Effects of prostratin on T-cell activation and human immunodeficiency virus latency

Abstract

Human immunodeficiency virus (HIV) replication is linked to cellular gene transcription and requires target cell activation. The latent reservoir of HIV-1 in quiescent T cells is thought to be a major obstacle to clearance of infection by highly active antiretroviral therapy (HAART). Thus, identification of agents that can induce expression of latent virus may, in the presence of HAART, allow elimination of the infected cells by the immune response. We previously used the SCID-hu (Thy/Liv) mouse model to establish that activation-inducible HIV can be generated at high frequency during thymopoiesis. Latently infected mature thymocytes can be exported into the periphery, providing an efficient primary cell model to determine cellular activation signals that induce renewed expression of latent virus. Here we characterized the effects of prostratin, a non-tumor-promoting phorbol ester, on primary human peripheral blood lymphocytes (PBLs) and assessed its ability to reactivate latent HIV infection from thymocytes and PBLs in the SCID-hu (Thy/Liv) model. Prostratin stimulation alone did not induce proliferation of quiescent PBLs; however, it could provide a secondary signal in the context of T-cell receptor stimulation or a primary activation signal in the presence of CD28 stimulation to induce T-cell proliferation. While prostratin alone was not sufficient to allow de novo HIV infection, it efficiently reactivated HIV expression from latently infected cells generated in the SCID-hu mouse. Our data indicate that prostratin alone is able to specifically reactivate latent virus in the absence of cellular proliferation, making it an attractive candidate for further study as an adjunctive therapy for the elimination of the latent HIV reservoir.

FIG. 1.

Proliferative response of T-cells to prostratin. Highly purified quiescent T cells were cultured in the presence of the indicated concentrations of prostratin alone (⋄) or with the additional stimulation signals provided by anti-CD3 antibodies (□). At days 2, 3, and 4, cells were harvested in triplicate and assayed for thymidine incorporation as described in Materials and Methods. Data from day 3 poststimulation are presented. Results are the averages of triplicate wells. These results are representative of three experiments.

FIG. 2.

Expression levels of activation markers following stimulation with various concentrations of prostratin. Highly purified quiescent T cells were cultured in the presence of the indicated concentrations of prostratin alone (A), prostratin plus anti-CD3 (B), and prostratin plus costimulation with anti-CD3 and anti-CD28 (C). Following 2 days in culture, cells were stained and analyzed as described in Materials and Methods.
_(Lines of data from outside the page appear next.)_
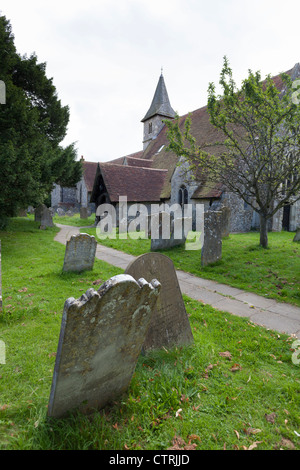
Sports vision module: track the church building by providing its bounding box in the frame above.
[90,64,300,232]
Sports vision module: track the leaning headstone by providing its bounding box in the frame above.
[80,206,89,219]
[201,211,222,266]
[151,212,192,251]
[40,207,54,230]
[0,240,2,312]
[220,206,231,238]
[48,274,160,418]
[34,204,46,222]
[18,209,27,217]
[293,227,300,242]
[63,233,97,271]
[125,253,194,352]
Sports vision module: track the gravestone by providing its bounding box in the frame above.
[0,240,2,313]
[293,227,300,242]
[63,233,97,271]
[40,207,54,230]
[125,253,194,352]
[80,206,89,219]
[34,204,46,222]
[220,206,231,238]
[148,212,192,251]
[201,210,222,266]
[18,209,27,217]
[48,274,160,417]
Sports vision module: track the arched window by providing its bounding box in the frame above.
[178,185,189,208]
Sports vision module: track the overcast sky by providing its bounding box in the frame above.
[0,0,300,161]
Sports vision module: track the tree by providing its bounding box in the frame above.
[166,57,300,248]
[0,16,82,226]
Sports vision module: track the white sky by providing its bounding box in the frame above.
[0,0,300,161]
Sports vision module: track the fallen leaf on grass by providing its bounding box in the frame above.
[265,413,277,424]
[244,428,261,436]
[219,351,232,361]
[279,437,295,450]
[167,434,201,450]
[229,364,242,372]
[243,441,263,450]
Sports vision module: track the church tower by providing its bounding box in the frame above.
[141,73,175,150]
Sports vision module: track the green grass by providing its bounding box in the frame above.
[53,214,95,227]
[0,219,300,450]
[80,227,300,306]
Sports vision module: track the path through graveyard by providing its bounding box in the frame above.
[55,224,300,338]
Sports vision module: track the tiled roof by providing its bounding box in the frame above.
[139,64,299,198]
[92,64,300,202]
[99,163,167,202]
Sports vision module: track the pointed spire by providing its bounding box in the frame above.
[142,69,175,122]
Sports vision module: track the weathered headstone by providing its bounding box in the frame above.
[80,206,89,219]
[220,205,231,238]
[151,212,192,251]
[293,227,300,242]
[48,274,160,417]
[201,210,222,266]
[0,240,2,312]
[18,209,27,217]
[34,204,46,222]
[63,233,97,271]
[40,207,54,230]
[125,253,194,352]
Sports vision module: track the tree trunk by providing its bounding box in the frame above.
[259,214,268,248]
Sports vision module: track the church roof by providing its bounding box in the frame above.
[99,163,167,202]
[142,74,175,122]
[93,64,300,206]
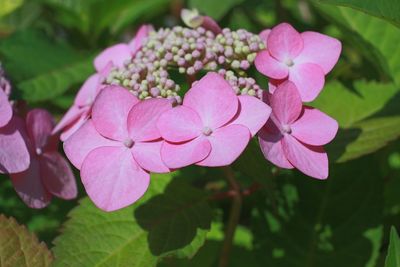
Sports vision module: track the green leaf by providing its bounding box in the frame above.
[312,81,400,162]
[252,158,383,267]
[0,0,24,18]
[312,80,400,128]
[54,172,211,267]
[0,214,52,267]
[320,0,400,27]
[385,226,400,267]
[189,0,244,20]
[316,4,400,85]
[0,31,94,102]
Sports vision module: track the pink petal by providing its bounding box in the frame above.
[60,107,90,142]
[26,109,54,151]
[258,29,271,45]
[128,98,172,141]
[267,23,303,62]
[129,25,154,55]
[81,147,150,211]
[271,81,303,124]
[39,151,78,199]
[0,88,12,127]
[0,117,30,173]
[254,50,289,79]
[296,32,342,74]
[229,95,271,137]
[291,107,339,146]
[183,72,239,129]
[197,125,251,167]
[282,135,329,179]
[157,106,203,142]
[64,120,120,170]
[132,141,170,173]
[11,158,51,209]
[258,121,293,169]
[75,73,100,106]
[201,16,222,34]
[52,105,84,137]
[289,63,325,102]
[161,136,211,169]
[94,44,132,72]
[92,86,139,141]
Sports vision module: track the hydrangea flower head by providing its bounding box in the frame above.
[157,72,270,169]
[255,23,341,102]
[11,109,77,209]
[259,81,338,179]
[64,86,172,211]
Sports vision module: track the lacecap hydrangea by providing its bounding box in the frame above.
[54,10,341,211]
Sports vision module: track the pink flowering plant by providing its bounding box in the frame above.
[0,0,400,267]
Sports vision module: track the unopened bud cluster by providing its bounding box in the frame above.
[106,26,265,103]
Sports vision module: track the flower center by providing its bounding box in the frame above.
[285,58,294,67]
[203,126,212,136]
[124,138,135,148]
[282,124,292,134]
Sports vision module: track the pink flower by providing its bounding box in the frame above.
[94,25,153,72]
[255,23,341,102]
[259,81,338,179]
[0,88,13,127]
[11,109,77,209]
[0,85,30,173]
[64,86,171,211]
[53,63,112,141]
[157,73,271,169]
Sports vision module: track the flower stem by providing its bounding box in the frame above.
[218,166,242,267]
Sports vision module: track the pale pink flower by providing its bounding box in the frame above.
[94,25,153,72]
[255,23,341,102]
[157,72,271,169]
[11,109,77,209]
[259,81,338,179]
[64,86,172,211]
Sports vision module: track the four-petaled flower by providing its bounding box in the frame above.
[255,23,342,102]
[64,86,172,211]
[53,25,153,141]
[259,81,338,179]
[157,72,271,169]
[10,109,77,209]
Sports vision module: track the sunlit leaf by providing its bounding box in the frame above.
[0,215,52,267]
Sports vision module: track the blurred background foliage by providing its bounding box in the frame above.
[0,0,400,267]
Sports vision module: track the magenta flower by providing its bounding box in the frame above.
[0,88,13,127]
[94,25,153,72]
[64,86,172,211]
[255,23,341,102]
[259,81,338,179]
[11,109,77,209]
[157,72,271,169]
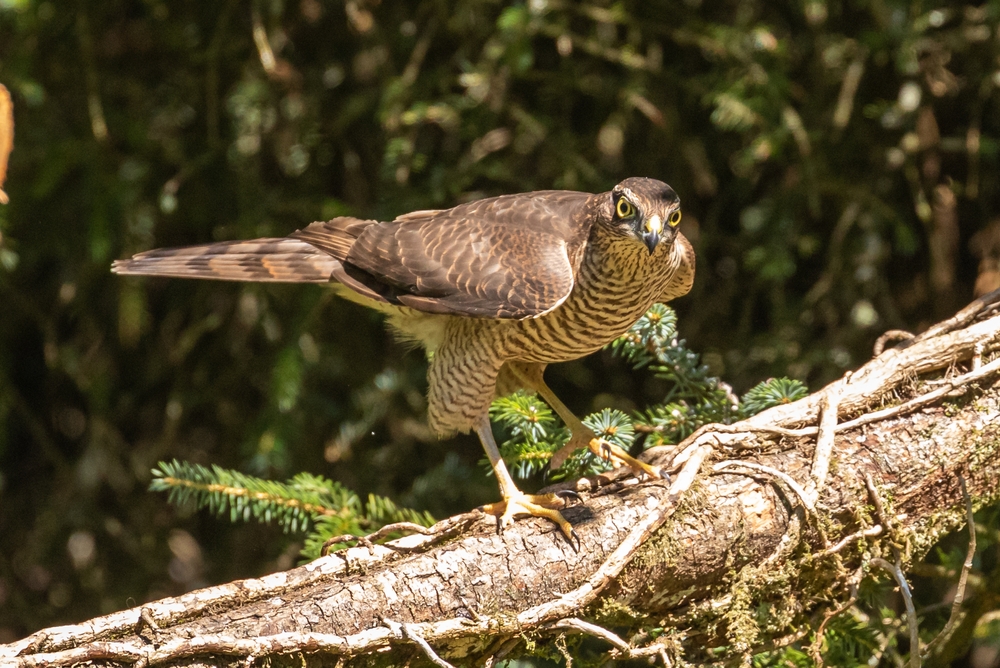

The cells used for this experiment were the same as those used for the experiment illustrated in Fig. 1, and results are representative of three experiments.

FIG. 3.

(A) Induction of activation markers following stimulation with prostratin plus antibodies. Highly purified T cells were cultured under the indicated conditions in the absence (upper panels) or presence (lower panels) of 1 μM prostratin. Following 3 days in culture, cells were stained and analyzed as described in Materials and Methods. US, unstimulated; αCD3, stimulated with anti-CD3 antibodies; αCD28, stimulated with anti-CD28 antibodies; αCD3+αCD28, costimulated with anti-CD3 and anti-CD28. (B) Cell cycle progression following stimulation with prostratin. Highly purified T cells were cultured under the indicated conditions in the absence (upper panels) or presence (lower panels) of 1 μM prostratin. Following 3 days in culture, cells were stained and analyzed for DNA/RNA content as described in Materials and Methods. US, unstimulated; αCD3, stimulated with anti-CD3 antibodies; αCD28, stimulated with anti-CD28 antibodies; αCD3+αCD28, costimulated with anti-CD3 and anti-CD28. 7AAD, 7-amino-actinomycin D; PY, pyronin Y.

FIG. 4.

(A) Effect of prostratin on HIV latency. Upper panels, mock- and HIV_JR-CSF-infected thymocytes were harvested 5 weeks postinfection (day 0), stained with antibodies to CD4 and CD8, and analyzed by flow cytometry. Lower panels, thymocytes were then cultured without stimulation, costimulated with antibodies to CD3 and CD28, or cultured in the presence of 1 μM prostratin. p24 in the supernatant was assessed as described in Materials and Methods. The dotted line indicates the level of detection of the ELISA. (B) Effect of prostratin on HIV gene expression. NL-r-HSAs-infected CD4 SP thymocytes were isolated as described for Fig. 3 and cultured under the described conditions. Three days following stimulation, cells were stained with anti-mouse CD24 to detect HIV-encoded receptor gene expression. Gates were set according to mock-infected thymocytes cultured in parallel so that the background was <1%. Percentages indicate reporter expression and induction from latency.